Le lendemain matin, nous sommes réveillés de très bonne heure (4h30 tout de même) par un bruit de compresseur : en effet, la Cappadoce est aussi très connue (surtout des touristes chinois apparemment) pour son spectaculaire envol de ballons. Une centaine de montgolfières se préparent à décoller avant le lever du soleil afin de profiter de la luminosité particulière de l’aurore sur ce paysage unique. Les enfants assistent depuis leurs oreillers, en ouvrant la tente et la moustiquaire, à ce spectacle. Nous passons quelques heures à contempler, prendre des photos, profiter de ce moment inoubliable.

le petit mot de Martin:

Au départ, je me demandais ce que pouvait bien être ce bruit. Pétronille m’a dit que c’était des montgolfières, Wahouuuu ! J’ai alors sauté de mon lit pour aller voir, et là j’ai vu des ballons multicolores qui se gonflaient. Des énormes montgolfières décollaient et je pouvais les regarder de mon lit, le rêve ! Je me suis dit que c’était la première fois que je voyais ça dans ma vie, et je n’aurais pas cru le voir. L’une d’elle est passée au ras de la tente, ça m’a fait un peu peur mais j’ai trouvé ça drôle.

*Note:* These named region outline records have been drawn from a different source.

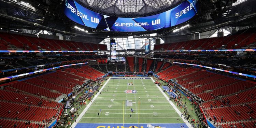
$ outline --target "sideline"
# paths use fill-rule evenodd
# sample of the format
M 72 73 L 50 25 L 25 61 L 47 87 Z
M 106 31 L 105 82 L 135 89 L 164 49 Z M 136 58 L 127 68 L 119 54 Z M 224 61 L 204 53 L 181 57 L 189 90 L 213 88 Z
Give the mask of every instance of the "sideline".
M 155 80 L 152 78 L 152 77 L 150 77 L 151 79 L 151 80 L 153 81 L 153 82 L 155 83 Z M 155 85 L 157 87 L 157 88 L 158 88 L 159 90 L 160 90 L 160 91 L 161 91 L 161 93 L 162 93 L 162 94 L 163 95 L 163 96 L 165 97 L 165 98 L 166 98 L 166 99 L 169 102 L 169 103 L 171 104 L 171 105 L 173 107 L 173 108 L 174 109 L 174 110 L 175 110 L 175 111 L 177 112 L 177 113 L 178 113 L 178 114 L 179 114 L 179 116 L 182 119 L 182 120 L 184 121 L 184 122 L 186 123 L 186 124 L 187 125 L 187 126 L 189 128 L 191 128 L 192 126 L 191 126 L 191 125 L 187 123 L 187 120 L 185 119 L 184 118 L 183 118 L 181 117 L 181 112 L 180 111 L 179 109 L 176 107 L 176 106 L 174 104 L 173 104 L 173 103 L 172 102 L 172 101 L 171 101 L 171 100 L 169 100 L 170 98 L 169 97 L 168 97 L 167 96 L 166 96 L 166 95 L 164 93 L 163 91 L 163 90 L 162 90 L 162 89 L 160 88 L 160 87 L 159 87 L 159 86 L 157 85 L 157 84 Z M 183 117 L 184 116 L 183 116 Z
M 95 96 L 93 98 L 91 102 L 89 102 L 89 103 L 87 105 L 87 106 L 85 107 L 85 108 L 84 109 L 84 110 L 83 111 L 83 112 L 82 112 L 81 114 L 79 115 L 79 116 L 76 119 L 76 122 L 74 122 L 72 124 L 72 125 L 71 125 L 71 126 L 70 126 L 70 128 L 75 128 L 76 125 L 77 123 L 79 122 L 79 121 L 80 121 L 80 119 L 81 119 L 82 118 L 82 117 L 84 116 L 84 114 L 85 113 L 85 112 L 86 112 L 87 110 L 88 110 L 89 108 L 90 108 L 90 107 L 91 106 L 91 105 L 96 98 L 97 98 L 97 97 L 98 97 L 98 96 L 99 95 L 99 94 L 100 94 L 100 92 L 101 92 L 101 91 L 103 89 L 103 88 L 105 87 L 105 86 L 107 84 L 108 84 L 108 83 L 109 82 L 109 81 L 111 78 L 111 77 L 109 77 L 109 79 L 107 80 L 106 82 L 105 83 L 104 85 L 103 85 L 102 87 L 101 87 L 101 88 L 100 88 L 99 91 L 98 93 L 97 94 L 96 94 Z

Après un bon petit-déjeuner, nous voici de nouveau sur la route. Nous voulons rejoindre Erzurum, située au Nord-Est du pays, proche de la frontière iranienne, afin de faire la demande de nos visas auprès du consulat iranien. En arrivant sur place, nous n’avons pas encore reçu notre numéro d’autorisation (demandé auprès d’une agence agréée) pour pouvoir solliciter nos visas. Pour patienter, et vu que la météo dans la région est plutôt mauvaise, nous décidons de prendre la route du Sud, près du lac de Van, plus grand lac salé de Turquie.